Burgess’ spying — and heavy drinking — continued when he was posted to the British embassy in Washington in 1950. A colleague there remembered him appearing for work at 11 a.m. “in a suit with a waistcoat which was covered with droppings of food.” He would return from lunch “absolutely drunk” and retire to his office, “where he sat, sprawled out and snoring loudly . No one trusted him a yard.”
Burgess also managed to offend some powerful Americans. James J. Angleton, a founding baron of CIA, saw him at lunch in a Georgetown cafe, wearing “a white British naval jacket which was dirty and stained. He was intoxicated, unshaven, and had, from the appearance of his eyes, not washed since he last slept.”
At a drunken party, he drew an insulting sketch of the wife of William Harvey, a former FBI agent then working for CIA counterintelligence. A near-brawl ensued.
In due course, sensing they were about to be exposed, Burgess and Maclean fled to Moscow, soon joined by Philby.

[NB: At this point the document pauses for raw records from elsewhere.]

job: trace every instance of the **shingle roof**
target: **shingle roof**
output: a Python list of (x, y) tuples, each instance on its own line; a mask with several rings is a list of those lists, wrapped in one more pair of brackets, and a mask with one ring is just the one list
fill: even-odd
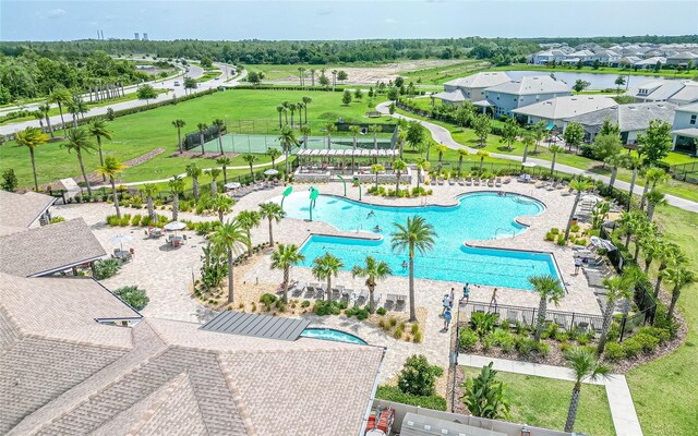
[[(7, 287), (5, 278), (0, 276), (5, 293), (25, 283), (15, 300), (43, 294), (64, 324), (71, 324), (75, 302), (60, 289), (37, 292), (33, 283), (88, 283), (15, 278)], [(153, 318), (131, 328), (99, 326), (115, 336), (125, 331), (130, 346), (98, 347), (93, 337), (17, 334), (14, 315), (31, 303), (13, 304), (0, 312), (0, 338), (14, 338), (0, 353), (0, 400), (12, 402), (11, 413), (0, 417), (0, 433), (10, 435), (358, 434), (383, 359), (376, 347), (233, 336)], [(76, 337), (87, 328), (88, 308), (81, 311)], [(95, 312), (101, 317), (104, 310)], [(22, 382), (14, 386), (17, 377)]]
[(514, 113), (539, 117), (547, 120), (562, 120), (597, 110), (617, 106), (611, 97), (604, 96), (565, 96), (514, 109)]
[(55, 202), (55, 197), (36, 192), (15, 194), (0, 190), (0, 228), (26, 229)]
[(568, 93), (571, 88), (564, 82), (556, 81), (549, 75), (530, 75), (524, 76), (518, 81), (503, 83), (492, 86), (486, 92), (514, 94), (514, 95), (531, 95), (531, 94), (553, 94)]
[(32, 277), (105, 256), (82, 218), (0, 237), (0, 272)]

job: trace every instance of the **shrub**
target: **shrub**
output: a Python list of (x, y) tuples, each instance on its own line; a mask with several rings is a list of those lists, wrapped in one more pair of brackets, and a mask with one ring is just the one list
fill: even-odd
[(139, 289), (137, 286), (128, 286), (123, 288), (119, 288), (113, 291), (115, 294), (119, 295), (121, 300), (125, 301), (131, 307), (136, 311), (143, 310), (151, 299), (146, 295), (144, 289)]
[(625, 358), (625, 350), (618, 342), (609, 342), (603, 355), (609, 362), (618, 362)]

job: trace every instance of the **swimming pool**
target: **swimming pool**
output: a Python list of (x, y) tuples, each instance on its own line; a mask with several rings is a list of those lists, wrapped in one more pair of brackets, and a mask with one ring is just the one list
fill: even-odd
[[(284, 202), (288, 217), (308, 219), (309, 195), (289, 195)], [(466, 241), (510, 238), (526, 231), (516, 217), (540, 215), (545, 206), (527, 196), (494, 192), (478, 192), (458, 197), (456, 206), (388, 207), (353, 202), (332, 195), (320, 195), (313, 208), (313, 220), (324, 221), (345, 231), (373, 231), (380, 240), (310, 237), (301, 251), (303, 266), (312, 266), (315, 257), (333, 253), (341, 258), (345, 269), (362, 265), (366, 255), (388, 263), (393, 274), (407, 276), (402, 268), (406, 253), (394, 253), (389, 234), (394, 222), (404, 223), (408, 216), (420, 215), (434, 226), (434, 250), (417, 254), (414, 276), (418, 278), (460, 281), (477, 284), (532, 289), (528, 278), (551, 274), (557, 277), (553, 257), (546, 253), (482, 249), (465, 245)], [(371, 214), (373, 211), (373, 214)], [(375, 231), (375, 227), (380, 231)]]
[(334, 340), (337, 342), (360, 343), (362, 346), (366, 344), (366, 341), (359, 338), (358, 336), (353, 336), (351, 334), (348, 334), (341, 330), (335, 330), (334, 328), (309, 327), (301, 332), (301, 336), (304, 338)]

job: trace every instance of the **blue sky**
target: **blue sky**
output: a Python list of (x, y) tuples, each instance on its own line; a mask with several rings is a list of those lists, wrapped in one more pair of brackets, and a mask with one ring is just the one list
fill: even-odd
[(698, 0), (0, 0), (1, 40), (698, 34)]

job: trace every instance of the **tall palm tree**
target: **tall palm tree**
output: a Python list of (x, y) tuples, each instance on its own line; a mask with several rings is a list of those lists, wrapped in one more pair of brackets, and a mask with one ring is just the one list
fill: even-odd
[(254, 183), (254, 162), (257, 161), (257, 157), (255, 155), (243, 155), (242, 160), (244, 160), (250, 166), (250, 177), (252, 178), (252, 183)]
[(281, 218), (286, 216), (286, 211), (281, 208), (281, 205), (274, 202), (262, 203), (260, 205), (260, 217), (266, 218), (269, 221), (269, 245), (274, 246), (274, 232), (272, 230), (272, 221), (279, 223)]
[(575, 195), (575, 204), (571, 206), (571, 211), (569, 213), (569, 219), (567, 219), (567, 227), (565, 228), (565, 241), (569, 239), (569, 229), (571, 229), (571, 220), (573, 218), (575, 218), (575, 215), (577, 214), (577, 205), (579, 204), (579, 198), (581, 197), (581, 193), (585, 191), (589, 191), (591, 187), (593, 187), (593, 183), (580, 177), (576, 177), (569, 182), (569, 189), (573, 191), (577, 191), (577, 195)]
[(414, 254), (416, 251), (424, 254), (434, 249), (436, 232), (434, 226), (419, 215), (407, 217), (407, 225), (394, 223), (396, 230), (390, 234), (390, 245), (394, 251), (408, 251), (409, 254), (409, 294), (410, 294), (410, 323), (417, 320), (414, 308)]
[[(97, 138), (97, 150), (99, 150), (99, 165), (105, 165), (105, 158), (101, 153), (101, 138), (111, 141), (111, 134), (113, 133), (109, 129), (107, 129), (107, 120), (101, 117), (95, 117), (87, 124), (87, 131), (91, 135)], [(103, 175), (104, 177), (104, 175)], [(104, 177), (104, 182), (107, 181), (107, 178)]]
[(272, 253), (272, 269), (284, 271), (284, 302), (288, 302), (288, 282), (291, 275), (291, 267), (305, 261), (305, 256), (294, 244), (279, 244)]
[(332, 303), (332, 278), (339, 275), (345, 264), (329, 253), (315, 257), (313, 261), (313, 277), (317, 280), (327, 280), (327, 302)]
[(686, 269), (683, 265), (674, 265), (662, 271), (662, 276), (666, 283), (672, 287), (672, 302), (669, 304), (666, 315), (669, 318), (674, 317), (674, 308), (681, 296), (681, 290), (688, 284), (695, 283), (698, 276), (691, 270)]
[(613, 312), (615, 311), (616, 302), (621, 299), (629, 300), (631, 298), (630, 283), (622, 276), (614, 276), (605, 278), (603, 286), (606, 288), (606, 307), (603, 311), (603, 323), (601, 326), (601, 337), (599, 338), (599, 344), (597, 346), (597, 353), (601, 355), (606, 347), (606, 338), (609, 330), (611, 330), (611, 323), (613, 322)]
[(242, 210), (237, 218), (240, 227), (248, 233), (248, 257), (252, 257), (252, 229), (260, 227), (262, 217), (256, 210)]
[(111, 183), (111, 195), (113, 197), (113, 207), (117, 209), (117, 218), (121, 218), (121, 210), (119, 209), (116, 178), (124, 168), (127, 167), (113, 156), (107, 156), (105, 158), (105, 165), (97, 168), (97, 172), (108, 177), (109, 183)]
[(571, 433), (575, 428), (577, 420), (577, 409), (579, 408), (579, 398), (581, 396), (581, 383), (585, 379), (598, 380), (600, 377), (609, 377), (611, 370), (599, 363), (593, 353), (583, 348), (574, 348), (565, 356), (567, 366), (571, 370), (575, 377), (575, 386), (571, 389), (571, 399), (569, 401), (569, 410), (567, 411), (567, 421), (565, 422), (565, 432)]
[(232, 210), (232, 205), (236, 202), (226, 194), (212, 194), (210, 208), (218, 213), (218, 220), (222, 223), (224, 215)]
[(393, 162), (393, 171), (395, 171), (395, 195), (397, 196), (398, 191), (400, 190), (400, 175), (402, 175), (404, 171), (407, 171), (407, 164), (402, 159), (395, 159)]
[(48, 135), (41, 133), (38, 128), (26, 128), (23, 131), (17, 132), (16, 142), (21, 146), (25, 146), (29, 149), (29, 158), (32, 159), (32, 173), (34, 174), (34, 191), (39, 190), (39, 184), (36, 178), (36, 161), (34, 157), (34, 148), (48, 142)]
[(249, 237), (237, 220), (218, 226), (210, 240), (214, 246), (228, 254), (228, 303), (234, 301), (232, 268), (234, 264), (233, 254), (239, 253), (241, 246), (249, 245)]
[(373, 292), (375, 291), (376, 280), (384, 280), (386, 277), (393, 275), (393, 270), (385, 262), (378, 262), (373, 256), (366, 256), (364, 265), (354, 265), (351, 268), (351, 275), (353, 277), (365, 277), (365, 286), (369, 288), (369, 312), (375, 312), (375, 300)]
[(191, 162), (186, 166), (186, 175), (192, 178), (192, 191), (194, 199), (198, 202), (198, 178), (203, 173), (202, 169), (195, 162)]
[(232, 159), (228, 156), (221, 156), (216, 159), (216, 164), (218, 164), (222, 168), (222, 183), (228, 183), (228, 167), (232, 164)]
[(172, 192), (172, 221), (177, 221), (179, 218), (179, 196), (184, 192), (184, 181), (174, 175), (169, 181), (170, 191)]
[(206, 125), (206, 123), (198, 123), (196, 124), (196, 129), (198, 130), (198, 141), (201, 142), (201, 154), (203, 156), (206, 154), (206, 150), (204, 149), (204, 132), (206, 132), (208, 125)]
[(281, 129), (278, 140), (279, 140), (279, 144), (281, 144), (284, 156), (286, 156), (286, 173), (288, 174), (289, 155), (293, 146), (298, 146), (298, 138), (296, 137), (296, 131), (289, 126), (285, 126), (284, 129)]
[(177, 119), (172, 121), (172, 126), (177, 129), (177, 146), (179, 147), (179, 154), (184, 153), (184, 148), (182, 148), (182, 128), (186, 125), (184, 120)]
[[(104, 175), (104, 174), (103, 174)], [(159, 189), (156, 184), (146, 183), (141, 187), (141, 193), (146, 198), (148, 207), (148, 217), (152, 222), (157, 222), (157, 215), (155, 214), (155, 206), (153, 205), (153, 197), (158, 193)]]
[(222, 130), (226, 126), (226, 122), (220, 118), (216, 118), (210, 122), (210, 125), (216, 126), (216, 135), (218, 136), (218, 149), (220, 150), (220, 156), (222, 156)]
[(541, 334), (545, 327), (545, 313), (547, 311), (547, 303), (551, 302), (555, 305), (559, 304), (559, 299), (565, 294), (563, 287), (559, 284), (559, 280), (555, 277), (547, 275), (532, 276), (528, 281), (533, 286), (535, 292), (541, 296), (538, 303), (538, 317), (535, 319), (535, 334), (533, 339), (541, 340)]
[(68, 149), (68, 153), (75, 152), (77, 156), (77, 162), (80, 164), (80, 170), (83, 173), (85, 185), (87, 186), (87, 194), (92, 196), (92, 187), (89, 186), (89, 179), (85, 172), (85, 164), (83, 162), (83, 152), (89, 153), (95, 149), (95, 144), (89, 138), (89, 133), (84, 128), (71, 129), (68, 132), (68, 142), (62, 144), (62, 147)]
[(565, 147), (561, 147), (559, 145), (551, 145), (547, 149), (553, 154), (553, 160), (550, 164), (550, 173), (552, 175), (555, 172), (555, 158), (557, 157), (558, 153), (565, 152)]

Only then did the government require positive vetting of civil servants who had “regular and constant access to the most highly classified defense information.” (The words “regular and constant” cut the heart from the provision.) And even the new rules did not dictate background checks — which are considered an essential feature of U.S. security clearances.
Mr. Lownie makes a convincing case that Burgess was the most important of the Cambridge spies. A must-read for intelligence buffs — and especially those charged with protecting our nation’s secrets.
• Joseph C. Goulden writes frequently on intelligence and military affairs.